FUKUSHIMA: Un nuovo disastro ambientale?

Stando a quanto riportato negli scorsi giorni da numerose agenzie di stampa internazionali, il Governo giapponese starebbe valutando l’ipotesi di riversare in mare, nell’oceano Pacifico l’acqua contaminata e radioattiva del disastro nucleare avvenuto nella centrale di Fukushima nel 2011. L’ipotesi, al vaglio dallo scorso aprile, “risolverebbe” il problema dell’acqua contaminata usata per raffreddare gli impianti danneggiati nella catastrofe: dal 2022 circa 1,23 milioni di tonnellate di liquido potrebbero dunque essere rilasciate.

Da nove anni il Giappone si interroga su come smaltire queste acque contaminate, oggi chiuse in 1.044 serbatoi. Fra le ipotesi quelle di usare l’evaporazione in atmosfera o il trasporto in altri appositi serbatoi e container, soluzioni però temporanee. E proprio per questo si è arrivati ad ipotizzare lo sversamento in mare del liquido contaminato. Riversare una quantità così ingente, oltre che suscitare forte scetticismo da parte di varie associazioni ambientaliste e numerosi esperti, è un’ipotesi fortemente criticata a livello internazionale per l’impatto, difficile da prevedere, sull’ecosistema, già sconvolto dai fatti del 2011 (nell’ordine terremoto, tsunami e conseguente disastro nucleare) e che solo adesso è in leggera ripresa dopo anni così complessi.

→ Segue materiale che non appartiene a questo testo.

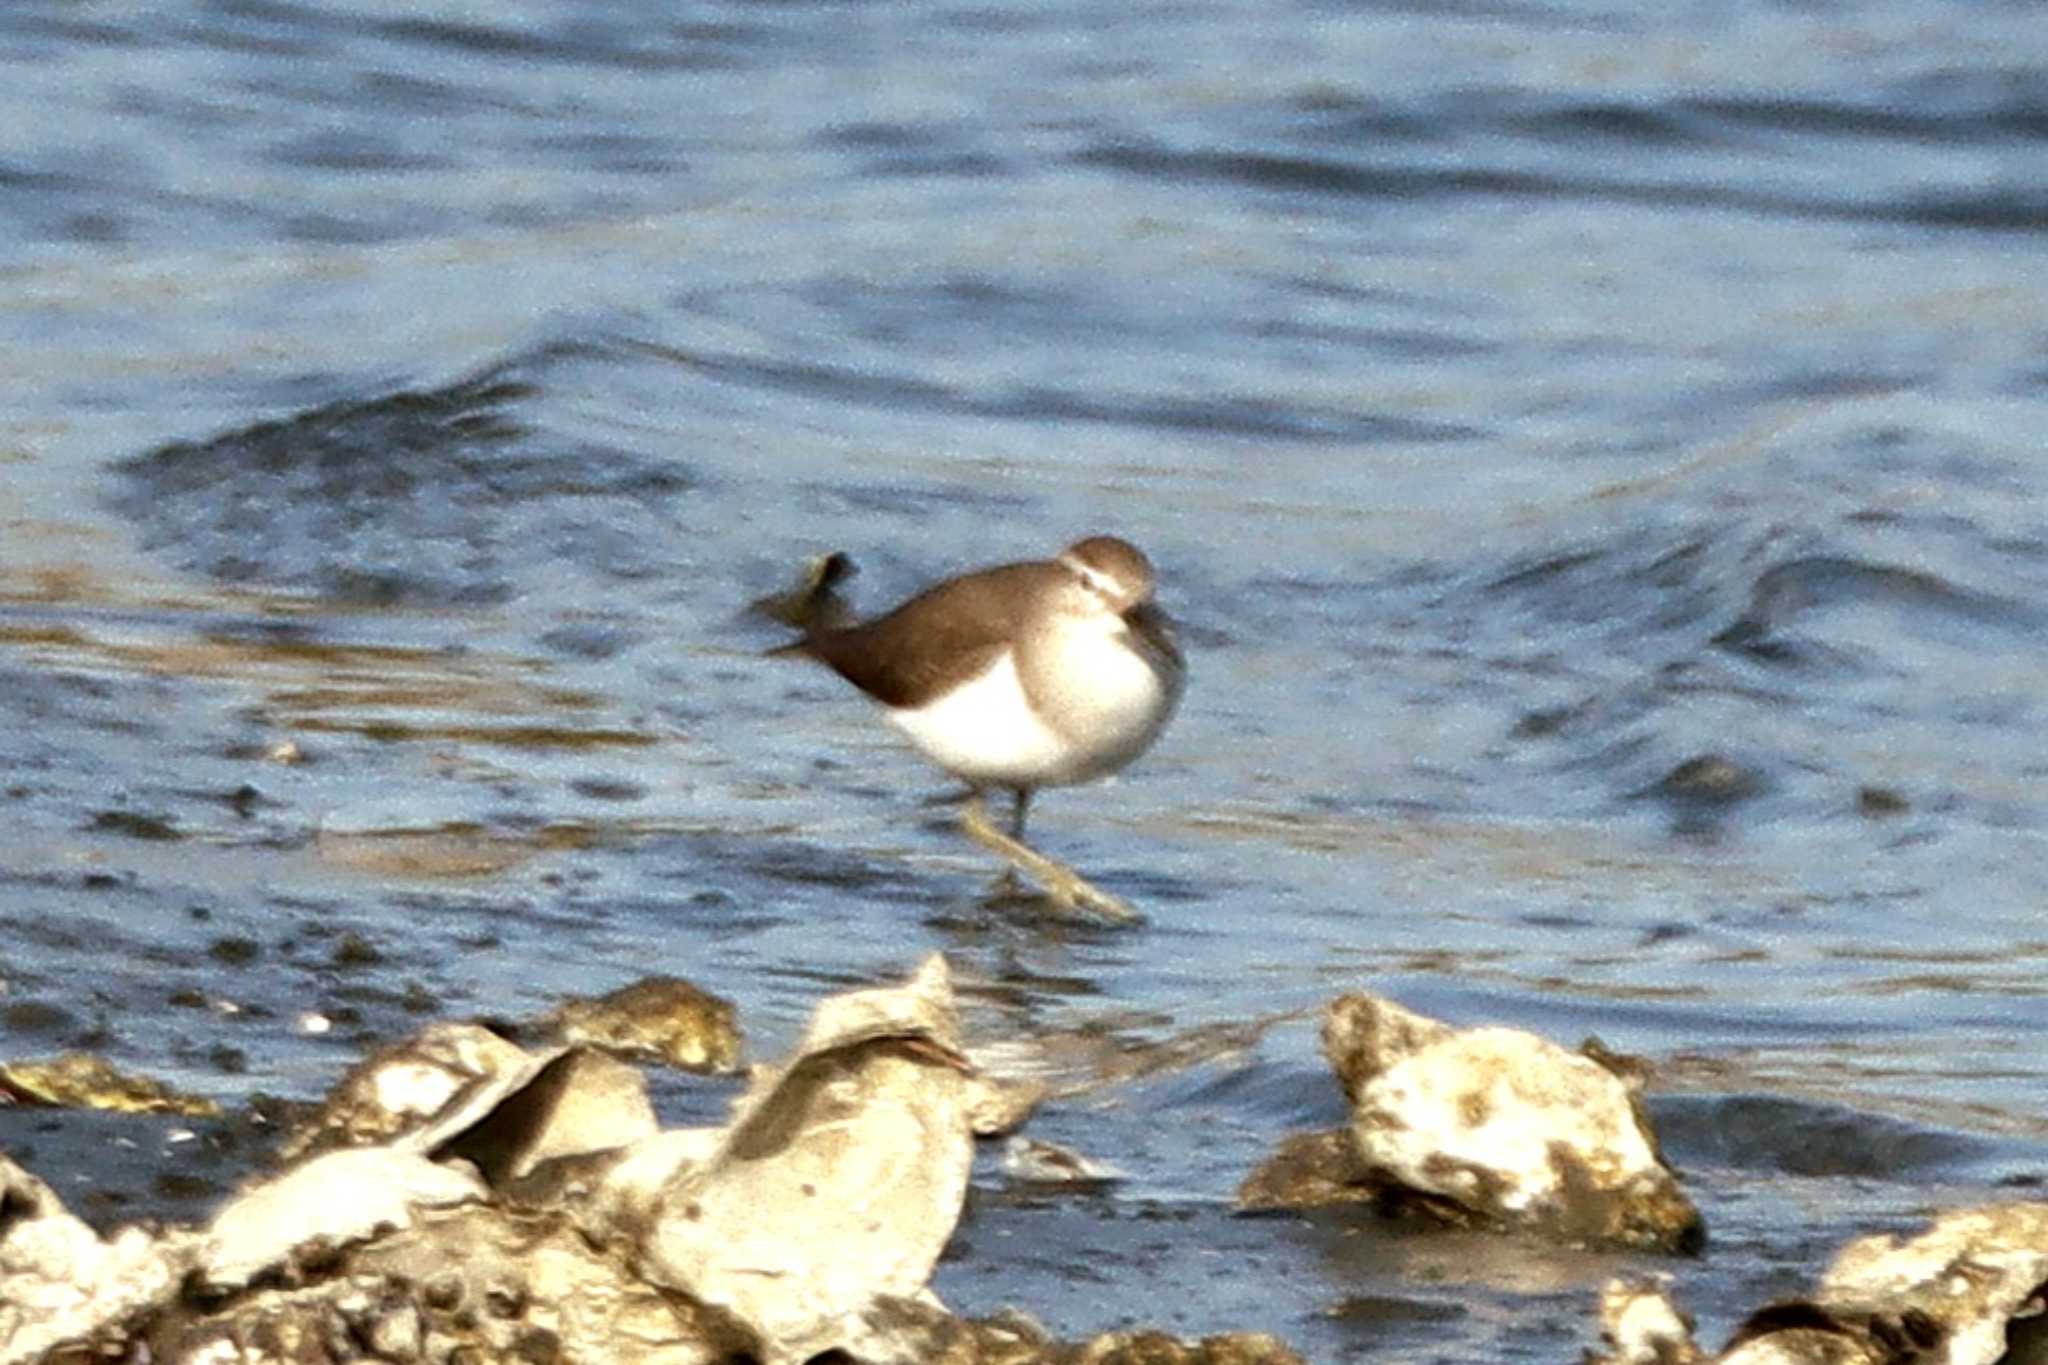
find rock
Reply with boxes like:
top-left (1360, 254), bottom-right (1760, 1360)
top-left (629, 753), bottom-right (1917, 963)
top-left (1319, 994), bottom-right (1455, 1106)
top-left (426, 1045), bottom-right (661, 1187)
top-left (275, 1020), bottom-right (533, 1163)
top-left (1728, 1201), bottom-right (2048, 1365)
top-left (1245, 993), bottom-right (1702, 1252)
top-left (586, 1127), bottom-right (727, 1234)
top-left (966, 1070), bottom-right (1048, 1137)
top-left (7, 958), bottom-right (1317, 1365)
top-left (1588, 1201), bottom-right (2048, 1364)
top-left (0, 1153), bottom-right (196, 1365)
top-left (1650, 754), bottom-right (1763, 808)
top-left (1589, 1274), bottom-right (1705, 1364)
top-left (632, 954), bottom-right (977, 1364)
top-left (1070, 1330), bottom-right (1307, 1363)
top-left (1237, 1130), bottom-right (1376, 1213)
top-left (198, 1145), bottom-right (488, 1292)
top-left (542, 975), bottom-right (742, 1074)
top-left (1338, 995), bottom-right (1700, 1250)
top-left (0, 1051), bottom-right (221, 1117)
top-left (148, 1200), bottom-right (744, 1365)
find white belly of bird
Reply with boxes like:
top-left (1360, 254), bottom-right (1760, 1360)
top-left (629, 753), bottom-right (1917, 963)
top-left (885, 624), bottom-right (1177, 789)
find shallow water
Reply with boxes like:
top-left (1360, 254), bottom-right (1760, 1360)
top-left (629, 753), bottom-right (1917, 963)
top-left (5, 0), bottom-right (2048, 1358)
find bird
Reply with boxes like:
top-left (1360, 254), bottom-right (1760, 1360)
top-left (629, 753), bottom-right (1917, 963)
top-left (768, 534), bottom-right (1184, 921)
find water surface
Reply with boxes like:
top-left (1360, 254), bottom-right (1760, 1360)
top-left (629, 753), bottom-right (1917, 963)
top-left (4, 1), bottom-right (2048, 1358)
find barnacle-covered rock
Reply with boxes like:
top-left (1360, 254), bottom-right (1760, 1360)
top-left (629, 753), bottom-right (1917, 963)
top-left (0, 1154), bottom-right (195, 1365)
top-left (276, 1020), bottom-right (532, 1162)
top-left (1243, 992), bottom-right (1701, 1252)
top-left (541, 975), bottom-right (741, 1074)
top-left (630, 954), bottom-right (977, 1364)
top-left (0, 1051), bottom-right (219, 1117)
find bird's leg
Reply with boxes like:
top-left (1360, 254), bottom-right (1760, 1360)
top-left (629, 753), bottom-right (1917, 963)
top-left (983, 786), bottom-right (1030, 897)
top-left (960, 790), bottom-right (1140, 924)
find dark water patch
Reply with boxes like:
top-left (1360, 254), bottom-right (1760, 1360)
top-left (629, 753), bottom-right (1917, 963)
top-left (1078, 135), bottom-right (2048, 234)
top-left (108, 358), bottom-right (692, 607)
top-left (1652, 1093), bottom-right (1994, 1180)
top-left (0, 1000), bottom-right (77, 1036)
top-left (635, 332), bottom-right (1475, 445)
top-left (1249, 314), bottom-right (1498, 362)
top-left (1504, 98), bottom-right (1710, 148)
top-left (1075, 139), bottom-right (1554, 204)
top-left (185, 8), bottom-right (332, 59)
top-left (1690, 71), bottom-right (2048, 148)
top-left (1282, 79), bottom-right (2048, 168)
top-left (568, 776), bottom-right (646, 803)
top-left (817, 119), bottom-right (1007, 179)
top-left (1477, 521), bottom-right (2048, 707)
top-left (990, 384), bottom-right (1474, 444)
top-left (1326, 1293), bottom-right (1470, 1329)
top-left (658, 830), bottom-right (931, 903)
top-left (295, 717), bottom-right (654, 750)
top-left (373, 15), bottom-right (580, 62)
top-left (633, 335), bottom-right (966, 416)
top-left (88, 809), bottom-right (184, 841)
top-left (1143, 1053), bottom-right (1344, 1130)
top-left (355, 68), bottom-right (521, 118)
top-left (1896, 187), bottom-right (2048, 233)
top-left (536, 621), bottom-right (644, 660)
top-left (269, 128), bottom-right (454, 174)
top-left (372, 13), bottom-right (757, 73)
top-left (280, 210), bottom-right (413, 246)
top-left (528, 129), bottom-right (687, 176)
top-left (0, 12), bottom-right (145, 50)
top-left (1481, 520), bottom-right (1759, 642)
top-left (207, 936), bottom-right (262, 967)
top-left (1277, 88), bottom-right (1456, 144)
top-left (1712, 554), bottom-right (2046, 663)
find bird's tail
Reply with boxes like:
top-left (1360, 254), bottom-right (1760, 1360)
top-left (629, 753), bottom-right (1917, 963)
top-left (752, 550), bottom-right (859, 644)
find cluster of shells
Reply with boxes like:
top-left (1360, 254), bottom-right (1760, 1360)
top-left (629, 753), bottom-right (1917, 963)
top-left (4, 962), bottom-right (2044, 1364)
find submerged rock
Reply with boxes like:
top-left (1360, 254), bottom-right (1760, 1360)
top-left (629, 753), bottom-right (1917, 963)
top-left (541, 974), bottom-right (742, 1074)
top-left (1242, 993), bottom-right (1702, 1252)
top-left (1590, 1201), bottom-right (2048, 1364)
top-left (0, 1051), bottom-right (221, 1117)
top-left (1238, 1129), bottom-right (1378, 1214)
top-left (1002, 1135), bottom-right (1125, 1189)
top-left (1591, 1275), bottom-right (1706, 1365)
top-left (1061, 1331), bottom-right (1306, 1363)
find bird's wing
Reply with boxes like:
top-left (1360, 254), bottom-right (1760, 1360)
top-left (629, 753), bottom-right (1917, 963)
top-left (796, 561), bottom-right (1053, 708)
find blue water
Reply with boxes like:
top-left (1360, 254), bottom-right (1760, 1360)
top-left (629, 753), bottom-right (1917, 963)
top-left (4, 1), bottom-right (2048, 1358)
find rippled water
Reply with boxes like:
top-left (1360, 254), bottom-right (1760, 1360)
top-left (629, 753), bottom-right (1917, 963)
top-left (4, 0), bottom-right (2048, 1358)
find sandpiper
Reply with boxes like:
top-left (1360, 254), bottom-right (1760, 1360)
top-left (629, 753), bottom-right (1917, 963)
top-left (771, 535), bottom-right (1184, 921)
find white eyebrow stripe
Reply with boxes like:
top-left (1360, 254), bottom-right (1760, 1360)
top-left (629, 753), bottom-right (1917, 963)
top-left (1057, 553), bottom-right (1120, 597)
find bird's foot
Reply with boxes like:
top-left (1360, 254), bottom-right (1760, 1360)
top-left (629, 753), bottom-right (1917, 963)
top-left (960, 796), bottom-right (1142, 925)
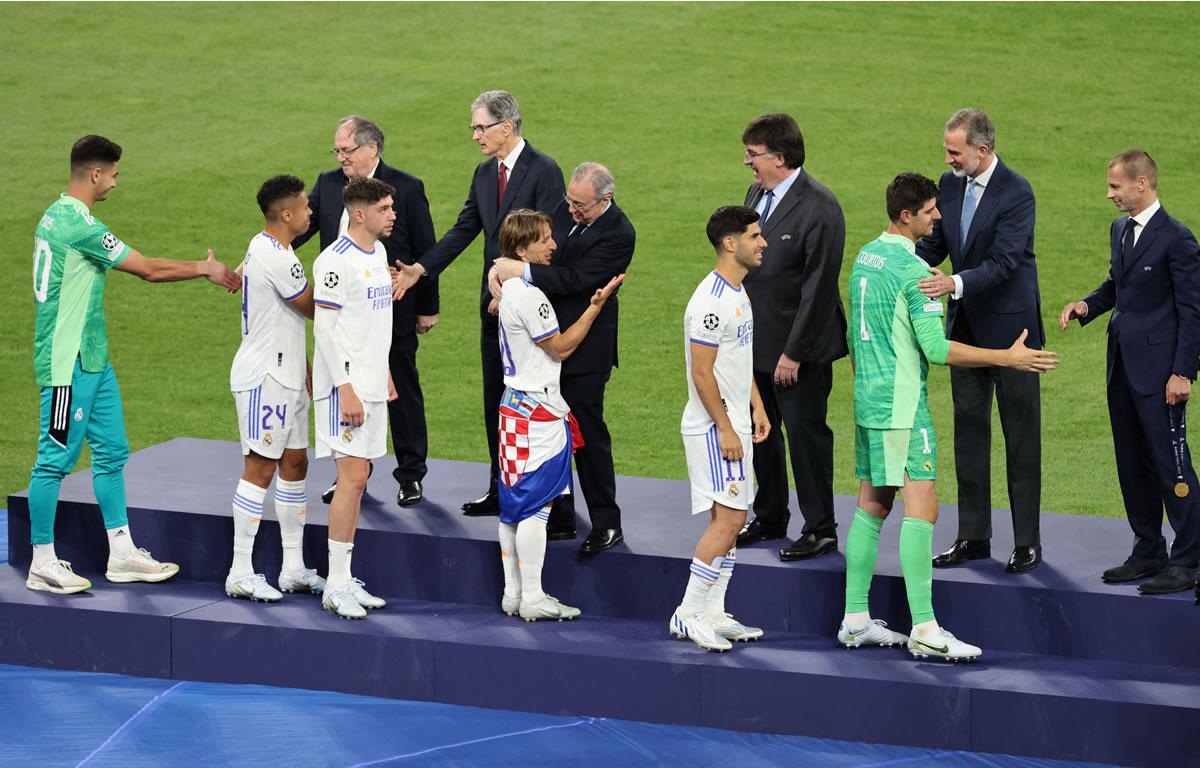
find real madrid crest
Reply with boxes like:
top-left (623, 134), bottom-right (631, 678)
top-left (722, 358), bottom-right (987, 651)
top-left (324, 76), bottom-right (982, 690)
top-left (262, 433), bottom-right (273, 447)
top-left (342, 428), bottom-right (354, 443)
top-left (728, 482), bottom-right (739, 498)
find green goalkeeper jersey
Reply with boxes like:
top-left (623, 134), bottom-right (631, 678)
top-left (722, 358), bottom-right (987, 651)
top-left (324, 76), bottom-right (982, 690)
top-left (847, 231), bottom-right (949, 429)
top-left (32, 194), bottom-right (131, 387)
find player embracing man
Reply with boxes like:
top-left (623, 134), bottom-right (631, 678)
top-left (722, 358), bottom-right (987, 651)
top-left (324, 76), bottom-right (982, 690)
top-left (840, 173), bottom-right (1058, 661)
top-left (670, 206), bottom-right (771, 652)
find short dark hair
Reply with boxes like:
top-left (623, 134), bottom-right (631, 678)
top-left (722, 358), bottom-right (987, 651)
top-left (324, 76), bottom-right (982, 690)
top-left (706, 205), bottom-right (760, 249)
top-left (1110, 148), bottom-right (1158, 190)
top-left (256, 175), bottom-right (306, 217)
top-left (70, 135), bottom-right (122, 175)
top-left (886, 172), bottom-right (939, 223)
top-left (742, 113), bottom-right (805, 169)
top-left (499, 209), bottom-right (551, 259)
top-left (343, 177), bottom-right (395, 208)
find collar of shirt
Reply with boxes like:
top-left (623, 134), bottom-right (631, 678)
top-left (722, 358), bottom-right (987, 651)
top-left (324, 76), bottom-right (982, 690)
top-left (970, 154), bottom-right (999, 190)
top-left (499, 138), bottom-right (527, 173)
top-left (878, 231), bottom-right (918, 257)
top-left (579, 201), bottom-right (612, 230)
top-left (762, 166), bottom-right (802, 205)
top-left (1131, 199), bottom-right (1161, 230)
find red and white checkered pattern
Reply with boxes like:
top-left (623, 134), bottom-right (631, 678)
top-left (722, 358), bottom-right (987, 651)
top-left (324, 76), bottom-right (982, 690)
top-left (499, 411), bottom-right (531, 487)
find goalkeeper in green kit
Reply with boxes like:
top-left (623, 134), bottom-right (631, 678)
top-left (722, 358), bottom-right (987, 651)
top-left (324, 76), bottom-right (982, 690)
top-left (840, 173), bottom-right (1058, 661)
top-left (26, 135), bottom-right (240, 595)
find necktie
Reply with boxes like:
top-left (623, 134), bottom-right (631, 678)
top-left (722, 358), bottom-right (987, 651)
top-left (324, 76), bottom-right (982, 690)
top-left (497, 162), bottom-right (508, 210)
top-left (760, 189), bottom-right (775, 223)
top-left (570, 223), bottom-right (587, 239)
top-left (960, 178), bottom-right (978, 250)
top-left (1121, 218), bottom-right (1137, 271)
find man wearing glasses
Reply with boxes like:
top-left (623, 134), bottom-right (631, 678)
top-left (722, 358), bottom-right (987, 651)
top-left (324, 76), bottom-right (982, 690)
top-left (392, 91), bottom-right (565, 517)
top-left (491, 163), bottom-right (636, 554)
top-left (294, 116), bottom-right (439, 509)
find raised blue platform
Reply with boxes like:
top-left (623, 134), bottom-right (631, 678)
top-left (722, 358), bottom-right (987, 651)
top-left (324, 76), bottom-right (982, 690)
top-left (4, 438), bottom-right (1198, 767)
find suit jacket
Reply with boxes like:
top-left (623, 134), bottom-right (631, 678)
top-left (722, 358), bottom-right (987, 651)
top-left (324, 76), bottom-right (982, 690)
top-left (916, 158), bottom-right (1044, 350)
top-left (419, 141), bottom-right (564, 315)
top-left (1080, 206), bottom-right (1200, 395)
top-left (293, 160), bottom-right (438, 337)
top-left (528, 200), bottom-right (635, 376)
top-left (742, 169), bottom-right (849, 372)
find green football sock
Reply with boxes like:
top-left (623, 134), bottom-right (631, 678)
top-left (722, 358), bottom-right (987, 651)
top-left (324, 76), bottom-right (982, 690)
top-left (899, 517), bottom-right (936, 625)
top-left (844, 508), bottom-right (884, 614)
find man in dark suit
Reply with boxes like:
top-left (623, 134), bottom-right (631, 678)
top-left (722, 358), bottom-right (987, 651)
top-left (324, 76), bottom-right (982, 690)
top-left (1061, 149), bottom-right (1200, 595)
top-left (491, 163), bottom-right (635, 554)
top-left (293, 116), bottom-right (438, 507)
top-left (392, 91), bottom-right (564, 515)
top-left (916, 108), bottom-right (1045, 573)
top-left (734, 113), bottom-right (849, 562)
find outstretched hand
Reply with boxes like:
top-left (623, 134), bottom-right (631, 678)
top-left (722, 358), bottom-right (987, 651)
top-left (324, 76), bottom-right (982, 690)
top-left (391, 261), bottom-right (423, 301)
top-left (1058, 301), bottom-right (1087, 331)
top-left (1007, 329), bottom-right (1060, 373)
top-left (590, 273), bottom-right (625, 307)
top-left (206, 249), bottom-right (241, 292)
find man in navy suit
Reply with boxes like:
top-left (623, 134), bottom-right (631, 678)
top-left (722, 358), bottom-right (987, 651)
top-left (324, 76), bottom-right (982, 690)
top-left (393, 91), bottom-right (565, 515)
top-left (293, 116), bottom-right (438, 507)
top-left (1061, 149), bottom-right (1200, 595)
top-left (491, 162), bottom-right (635, 554)
top-left (916, 109), bottom-right (1045, 573)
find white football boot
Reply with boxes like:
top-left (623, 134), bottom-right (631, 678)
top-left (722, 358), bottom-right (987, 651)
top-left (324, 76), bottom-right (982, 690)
top-left (225, 573), bottom-right (283, 602)
top-left (708, 612), bottom-right (764, 642)
top-left (278, 567), bottom-right (326, 595)
top-left (907, 626), bottom-right (982, 662)
top-left (105, 548), bottom-right (180, 583)
top-left (837, 619), bottom-right (908, 649)
top-left (669, 609), bottom-right (732, 652)
top-left (518, 595), bottom-right (581, 622)
top-left (349, 578), bottom-right (386, 609)
top-left (322, 582), bottom-right (367, 619)
top-left (26, 560), bottom-right (92, 595)
top-left (501, 594), bottom-right (521, 617)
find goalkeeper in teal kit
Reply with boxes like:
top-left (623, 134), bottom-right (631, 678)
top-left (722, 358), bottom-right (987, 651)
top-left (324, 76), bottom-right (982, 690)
top-left (839, 173), bottom-right (1058, 661)
top-left (26, 135), bottom-right (240, 595)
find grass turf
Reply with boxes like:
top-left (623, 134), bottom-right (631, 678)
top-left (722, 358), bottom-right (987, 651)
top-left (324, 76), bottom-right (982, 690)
top-left (3, 2), bottom-right (1200, 519)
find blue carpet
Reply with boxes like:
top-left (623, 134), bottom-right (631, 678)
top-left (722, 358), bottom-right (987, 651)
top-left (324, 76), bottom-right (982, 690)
top-left (1, 508), bottom-right (7, 565)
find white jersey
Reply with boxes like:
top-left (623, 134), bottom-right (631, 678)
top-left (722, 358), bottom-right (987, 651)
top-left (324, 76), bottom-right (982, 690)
top-left (312, 234), bottom-right (392, 402)
top-left (498, 277), bottom-right (569, 416)
top-left (681, 270), bottom-right (754, 435)
top-left (230, 232), bottom-right (309, 392)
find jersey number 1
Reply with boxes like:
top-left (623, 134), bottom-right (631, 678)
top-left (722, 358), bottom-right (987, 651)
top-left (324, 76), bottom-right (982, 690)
top-left (33, 238), bottom-right (52, 303)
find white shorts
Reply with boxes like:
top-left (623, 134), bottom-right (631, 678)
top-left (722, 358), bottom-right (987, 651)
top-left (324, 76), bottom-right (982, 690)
top-left (234, 377), bottom-right (309, 460)
top-left (683, 428), bottom-right (755, 514)
top-left (314, 388), bottom-right (387, 460)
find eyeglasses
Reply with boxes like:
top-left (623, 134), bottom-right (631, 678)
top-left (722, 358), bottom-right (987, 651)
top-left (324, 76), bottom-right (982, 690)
top-left (564, 194), bottom-right (607, 212)
top-left (330, 145), bottom-right (361, 158)
top-left (744, 148), bottom-right (777, 160)
top-left (470, 119), bottom-right (505, 135)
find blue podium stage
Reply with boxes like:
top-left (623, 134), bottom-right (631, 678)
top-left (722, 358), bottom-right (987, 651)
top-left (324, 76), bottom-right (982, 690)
top-left (3, 438), bottom-right (1197, 767)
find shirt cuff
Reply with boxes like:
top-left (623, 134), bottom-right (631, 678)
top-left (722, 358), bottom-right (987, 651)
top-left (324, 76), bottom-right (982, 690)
top-left (951, 274), bottom-right (964, 300)
top-left (524, 263), bottom-right (533, 283)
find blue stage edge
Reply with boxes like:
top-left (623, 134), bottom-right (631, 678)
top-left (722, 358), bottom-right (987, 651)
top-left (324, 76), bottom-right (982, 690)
top-left (3, 438), bottom-right (1197, 767)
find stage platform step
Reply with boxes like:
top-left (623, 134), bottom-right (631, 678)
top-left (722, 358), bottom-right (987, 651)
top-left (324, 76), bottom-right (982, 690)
top-left (7, 438), bottom-right (1197, 670)
top-left (0, 565), bottom-right (1194, 768)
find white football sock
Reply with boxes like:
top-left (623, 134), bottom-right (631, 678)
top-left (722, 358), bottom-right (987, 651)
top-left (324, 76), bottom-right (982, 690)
top-left (327, 538), bottom-right (353, 590)
top-left (498, 522), bottom-right (521, 600)
top-left (274, 478), bottom-right (307, 573)
top-left (516, 509), bottom-right (550, 604)
top-left (704, 547), bottom-right (736, 616)
top-left (913, 619), bottom-right (940, 639)
top-left (32, 542), bottom-right (58, 568)
top-left (843, 611), bottom-right (872, 630)
top-left (679, 556), bottom-right (723, 616)
top-left (230, 480), bottom-right (266, 578)
top-left (105, 524), bottom-right (136, 561)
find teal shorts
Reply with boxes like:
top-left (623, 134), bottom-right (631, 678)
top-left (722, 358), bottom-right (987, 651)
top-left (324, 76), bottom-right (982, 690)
top-left (33, 358), bottom-right (130, 480)
top-left (854, 409), bottom-right (936, 488)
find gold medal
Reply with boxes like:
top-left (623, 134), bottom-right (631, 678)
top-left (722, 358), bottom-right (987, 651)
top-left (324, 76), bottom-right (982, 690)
top-left (1175, 482), bottom-right (1189, 498)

Nel 2017 l’Alta Corte di Sendai aveva condannato il Governo giapponese e la Tokyo Electric Power a rimborsare gli abitanti della zona di Fukushima. Ciò non per “disastro ambientale” (come sarebbe potuto accadere in Italia); la sentenza, infatti, si poggiava su tre aspetti: la prevedibilità del verificarsi dello tsunami, l’efficacia delle contromisure adottate per prevenire il disastro, e l’equità sul valore dei compensi ai residenti pattuiti dal Governo. La sentenza prevedeva esclusivamente una multa, estremamente onerosa, ma che non serviva a ricostruire a pieno le responsabilità dei singoli su un piano penale.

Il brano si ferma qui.